Thursday, June 22, 2017

Out of the water: CSS Georgia casemate section is remarkably preserved

video

(Video by Panamerican Consultants Inc., via USACE)

One down, and one much bigger piece to go.

Crews working from barges in Savannah, Ga., on Wednesday evening lifted a 20-foot-by-24-foot piece of casemate that once protected the Confederate ironclad CSS Georgia.

Officials are excited because it includes a corner of the structure

Timbers used to support the armor – which was made from joined railroad iron – were “massive and so impressive,” said Jeremy S. Buddemeier, new media and social media manager for the U.S. Army Corps of Engineer’s Savannah office.

Stephen James, leader archaeologist with Panamerican Consultants, one of the contractors on site, told the Picket on Thursday afternoon that the wood "is shiny smooth, just like it was cut." The piece was lying in the mud, with the armor up and the wood down.

A bottom timber appears to be a foot in diameter, while the upper layer is about 6 inches in diameter, he said.

Corps senior archaeologist Julie-Morgan Ryan said that a mix of roots, biomass and mussels had covered and preserved the artifact with up to 3 feet of sediment, Buddemeier said.

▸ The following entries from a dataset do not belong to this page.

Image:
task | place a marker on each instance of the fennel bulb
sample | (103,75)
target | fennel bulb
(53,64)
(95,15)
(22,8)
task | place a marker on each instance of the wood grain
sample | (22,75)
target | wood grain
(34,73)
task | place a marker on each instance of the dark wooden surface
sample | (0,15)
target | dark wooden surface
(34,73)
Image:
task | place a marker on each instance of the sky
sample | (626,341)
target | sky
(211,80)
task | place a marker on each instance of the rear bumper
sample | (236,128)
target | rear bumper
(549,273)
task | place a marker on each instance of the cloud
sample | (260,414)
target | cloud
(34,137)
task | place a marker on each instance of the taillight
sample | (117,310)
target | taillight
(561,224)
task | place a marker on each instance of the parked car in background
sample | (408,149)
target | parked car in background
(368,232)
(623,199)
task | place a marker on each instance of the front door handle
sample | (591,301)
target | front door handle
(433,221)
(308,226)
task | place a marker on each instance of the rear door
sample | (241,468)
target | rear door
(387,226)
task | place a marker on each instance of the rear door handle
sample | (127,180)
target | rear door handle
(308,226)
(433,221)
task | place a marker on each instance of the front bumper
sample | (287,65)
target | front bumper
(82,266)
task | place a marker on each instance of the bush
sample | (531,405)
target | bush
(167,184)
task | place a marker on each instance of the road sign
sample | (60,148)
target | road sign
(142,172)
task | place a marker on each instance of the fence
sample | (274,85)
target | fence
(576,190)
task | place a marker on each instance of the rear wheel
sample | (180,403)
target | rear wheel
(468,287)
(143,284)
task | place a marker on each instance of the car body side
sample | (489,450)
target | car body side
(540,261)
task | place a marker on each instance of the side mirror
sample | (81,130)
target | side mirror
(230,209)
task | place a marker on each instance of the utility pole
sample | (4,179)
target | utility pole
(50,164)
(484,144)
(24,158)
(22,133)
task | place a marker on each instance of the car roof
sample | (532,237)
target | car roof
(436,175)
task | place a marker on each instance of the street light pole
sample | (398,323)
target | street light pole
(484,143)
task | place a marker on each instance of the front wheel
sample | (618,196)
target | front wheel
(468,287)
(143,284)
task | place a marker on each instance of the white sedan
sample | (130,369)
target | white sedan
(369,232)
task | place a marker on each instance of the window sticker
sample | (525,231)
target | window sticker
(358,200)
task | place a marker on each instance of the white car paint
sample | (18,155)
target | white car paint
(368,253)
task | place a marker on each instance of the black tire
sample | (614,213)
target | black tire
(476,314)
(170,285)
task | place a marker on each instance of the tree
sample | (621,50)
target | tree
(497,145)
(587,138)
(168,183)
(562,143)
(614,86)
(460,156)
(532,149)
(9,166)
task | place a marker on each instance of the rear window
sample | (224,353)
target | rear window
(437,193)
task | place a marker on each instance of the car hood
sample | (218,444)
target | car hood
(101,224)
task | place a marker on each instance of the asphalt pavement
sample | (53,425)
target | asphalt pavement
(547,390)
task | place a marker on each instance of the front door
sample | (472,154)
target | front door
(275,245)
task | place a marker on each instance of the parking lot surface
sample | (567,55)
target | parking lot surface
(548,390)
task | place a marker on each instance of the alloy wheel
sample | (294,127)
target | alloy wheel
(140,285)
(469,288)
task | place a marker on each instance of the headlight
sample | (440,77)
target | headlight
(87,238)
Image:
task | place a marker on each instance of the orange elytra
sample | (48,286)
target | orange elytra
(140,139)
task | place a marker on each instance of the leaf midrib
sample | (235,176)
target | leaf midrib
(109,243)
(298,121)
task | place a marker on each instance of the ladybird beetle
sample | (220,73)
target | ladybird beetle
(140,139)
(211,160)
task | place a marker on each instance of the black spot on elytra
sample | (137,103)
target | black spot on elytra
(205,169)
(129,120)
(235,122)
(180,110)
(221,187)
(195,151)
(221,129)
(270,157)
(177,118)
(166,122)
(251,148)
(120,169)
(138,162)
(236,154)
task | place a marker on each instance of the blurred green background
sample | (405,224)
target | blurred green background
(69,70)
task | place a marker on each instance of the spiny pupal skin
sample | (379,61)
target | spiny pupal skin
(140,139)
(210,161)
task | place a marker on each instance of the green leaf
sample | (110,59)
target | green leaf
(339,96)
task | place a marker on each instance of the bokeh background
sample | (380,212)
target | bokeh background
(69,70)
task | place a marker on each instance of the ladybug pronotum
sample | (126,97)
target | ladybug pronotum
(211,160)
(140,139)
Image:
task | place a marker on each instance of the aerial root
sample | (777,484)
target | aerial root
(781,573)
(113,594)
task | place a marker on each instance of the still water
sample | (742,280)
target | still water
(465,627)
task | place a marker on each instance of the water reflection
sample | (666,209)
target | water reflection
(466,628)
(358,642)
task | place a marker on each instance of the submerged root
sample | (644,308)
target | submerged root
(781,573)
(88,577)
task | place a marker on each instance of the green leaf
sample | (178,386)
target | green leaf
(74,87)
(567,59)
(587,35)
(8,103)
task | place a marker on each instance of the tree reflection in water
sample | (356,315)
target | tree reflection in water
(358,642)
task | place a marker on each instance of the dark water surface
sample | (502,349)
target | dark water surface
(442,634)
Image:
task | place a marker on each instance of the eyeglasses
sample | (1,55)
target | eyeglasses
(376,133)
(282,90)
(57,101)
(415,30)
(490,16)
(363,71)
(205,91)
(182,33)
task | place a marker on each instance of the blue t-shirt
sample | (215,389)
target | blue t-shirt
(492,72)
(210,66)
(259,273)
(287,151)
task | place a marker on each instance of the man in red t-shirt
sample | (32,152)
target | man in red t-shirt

That layer protected the 47-ton casemate from wood-damaging Teredo worms that were evident in 2015 recovery dives.

The Corps is removing the scuttled vessel’s wreckage as part of a massive harbor deepening project.

They placed a prefabricated frame under this particular piece of armor, which is called the east casemate because of its position in the debris field.

Section of CSS Georgia casemaste (USACE)

Divers are having to deal with the Savannah River’s strong current and are working around “slack tides” that can have them in the water longer. They were able to do three dives Wednesday and the daylight and the tides lined up for the east casemate lift, officials said.

Next up is the west casemate, which is about 68 feet by 24 feet and weighs an estimated 120 tons. Lifting that one intact will be a bigger challenge, requiring beams and two cranes.

The earliest that lift will occur is next weekend, the Corps said. Following that comes the mechanized phase, in which a clamshell device will scoop up remaining artifacts from the river floor.

The U.S. Navy, which owns the shipwreck, would like to see artifacts and a reconstructed section of casemate to be displayed in a museum. James said in order to conserve the two casemate sections, conservators would have to separate the iron and wood.

And while the timbers that came up Wednesday are remarkably preserved, he said, they probably wouldn't hold up in the open air, even after extensive conservation. A display could feature the iron armor and new wood.

The crews will rebury the casemate sections in a secure part of the river until a decision is made on future conservation. For now, the east casemate, resting on a barge, is being kept wet with sprinklers.